Idaho GOP comes together after 2014 debacle, re-elects state party chair; full story
Here’s my full story from spokesman.com:
By Betsy Z. Russell
NAMPA, Idaho – Two years after the Idaho Republican Party’s state convention degenerated into chaos, the party wrapped up a surprisingly smooth confab in Nampa on Saturday with much talk of party unity, though little enthusiasm for presidential nominee Donald Trump.
1st First District Congressman Raul Labrador, a Ted Cruz supporter who will be among Idaho’s delegates to the national GOP convention, was busy shaking hands and greeting supporters as he seeks a fourth House term. When asked if he’d like to say anything about Trump, Labrador responded with a grin, “It’s a beautiful day in Idaho, isn’t it?”
When delegates were urged to rally behind Trump at the close of their morning floor session on Saturday, only a few waved signs and the cheers were noticeably muted. Ted Cruz won Idaho’s presidential primary in March.
“It seems like for a presidential election year, people are pretty subdued,” said Kristen Weitz, a delegate from Caldwell. “We’ve got to support a Republican candidate, obviously. It may not be everybody’s favorite.”
State party Chairman Steve Yates held off two challengers, including outgoing state Rep. Kathy Sims, R-Coeur d’Alene, and Mike Duff of Blackfoot to win a second two-year term in the party post.

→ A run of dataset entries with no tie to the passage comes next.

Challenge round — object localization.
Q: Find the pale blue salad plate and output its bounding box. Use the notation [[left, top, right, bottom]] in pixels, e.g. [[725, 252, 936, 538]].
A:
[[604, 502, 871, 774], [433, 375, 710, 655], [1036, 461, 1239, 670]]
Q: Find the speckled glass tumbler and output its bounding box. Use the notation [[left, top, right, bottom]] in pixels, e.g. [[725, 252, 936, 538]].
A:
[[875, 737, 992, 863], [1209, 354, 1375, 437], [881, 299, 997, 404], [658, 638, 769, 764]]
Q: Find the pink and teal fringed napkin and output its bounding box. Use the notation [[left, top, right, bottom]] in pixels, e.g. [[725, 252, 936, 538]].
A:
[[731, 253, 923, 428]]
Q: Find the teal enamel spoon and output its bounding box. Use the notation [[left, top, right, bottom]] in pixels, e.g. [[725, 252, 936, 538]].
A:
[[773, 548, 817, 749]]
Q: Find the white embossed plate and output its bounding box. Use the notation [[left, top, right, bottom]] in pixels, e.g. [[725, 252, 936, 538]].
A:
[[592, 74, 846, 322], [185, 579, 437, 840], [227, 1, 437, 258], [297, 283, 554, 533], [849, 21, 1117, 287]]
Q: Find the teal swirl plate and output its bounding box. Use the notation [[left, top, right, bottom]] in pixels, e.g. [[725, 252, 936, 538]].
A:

Sims, a longtime party activist and three-term legislator who lost her House seat in May’s GOP primary, told the delegates, “The presidential primary election has tried the patience and the endurance of many of us. But never have the American people had so many choices. We can be proud of all of the 17 candidates that stepped up to serve. In contrast what did the opposition offer? A sad socialist and a real criminal.”
Yates told the convention, “Two years ago, the Idaho Republican Party took a risk on me. None of you knew who I was or where I came from. But … you had arrived at a place where there was so much mistrust, so much dissension that business literally could not be conducted at a convention. … Since that time I’ve done everything that I could to make my service to the party not about me.”
Two years ago in Moscow, party members couldn’t even agree about seating the various counties’ delegations, preventing them from proceeding to any of their business, including platform discussions and leadership elections. After the convention, previous chairman Barry Peterson insisted he still held the party post, changing the party office’s locks and firing staff; after a court ruled he was out, the party’s central committee chose Yates at a special meeting.
This time, three counties’ delegations were challenged, but all the challenges were rejected.
“From this time forward, we are beyond our primary, we are in the general election, and our opponents are Democrats,” Yates told the convention. “It’s very, very important that we unify, in that simple purpose at the very least.”
House Speaker Scott Bedke, R-Oakley, said, “I think he’s done a remarkable job in a very tough situation, and I don’t see any compelling reason to change horses at this point.”
There are still deep divisions in Idaho’s Republican Party, as demonstrated when the nearly 500 delegates couldn’t muster a required two-thirds vote to suspend rules and adopt changes to the party platform. That meant the platform will remain unchanged, as it has since 2012. Proposed changes included a call for the state to take title to all federal public lands in Idaho and a bid to call the U.S. Constitution not just “inspired,” but “divinely inspired.”
Six new party resolutions were approved at the convention, from opposing the Obama administration’s guidance on school bathroom use by transgender students to calling for amending the Idaho Constitution to “expressly permit” the use of the Bible in the state’s public schools.
Ada County delegate Sean Borzea told the resolutions committee, where he pitched the transgender bathroom measure, “I don’t want my kids to be a part of it. It’s part of the unraveling of the family fabric.”
A resolution to denounce bigotry and racism was rejected in committee; sponsor Steve Millington of Buhl said it ran into concerns about limiting free speech. “Whether we like it or not, the 1st First Amendment does give me the privilege to be as hateful as I want to you,” he said after the meeting.
Rep. Vito Barbieri, R-Dalton Gardens, said it’s time for party unity, if the Republicans are going to elect Donald Trump and defeat Hillary Clinton. And though Barbieri backed Sims over Yates, he said Yates has done a “marvelous job” bringing the splintered party back together.
“He has been an anchor, in a remarkably tumultuous two years,” Barbieri said.
Despite the lack of enthusiasm about Trump, speaker after speaker at the convention warned of the perils of a win by Democrat Hillary Clinton, particularly focusing on fears that she’ll infringe on gun rights. The convention’s theme was, “Faith, Family, Freedom … Firearms!” and guns were a prominent feature: There was a shooting practice and training room just off the main floor, where delegates could do some shooting for a fee; several gun auctions over the course of the three-day convention; and two firearms dealers were among the vendors peddling patriotic jewelry and campaign buttons and T-shirts.
Even the Trump stickers and signs that festooned the Ford Idaho center spoke of Clinton first, saying, “Defeat Hillary, Vote Trump!”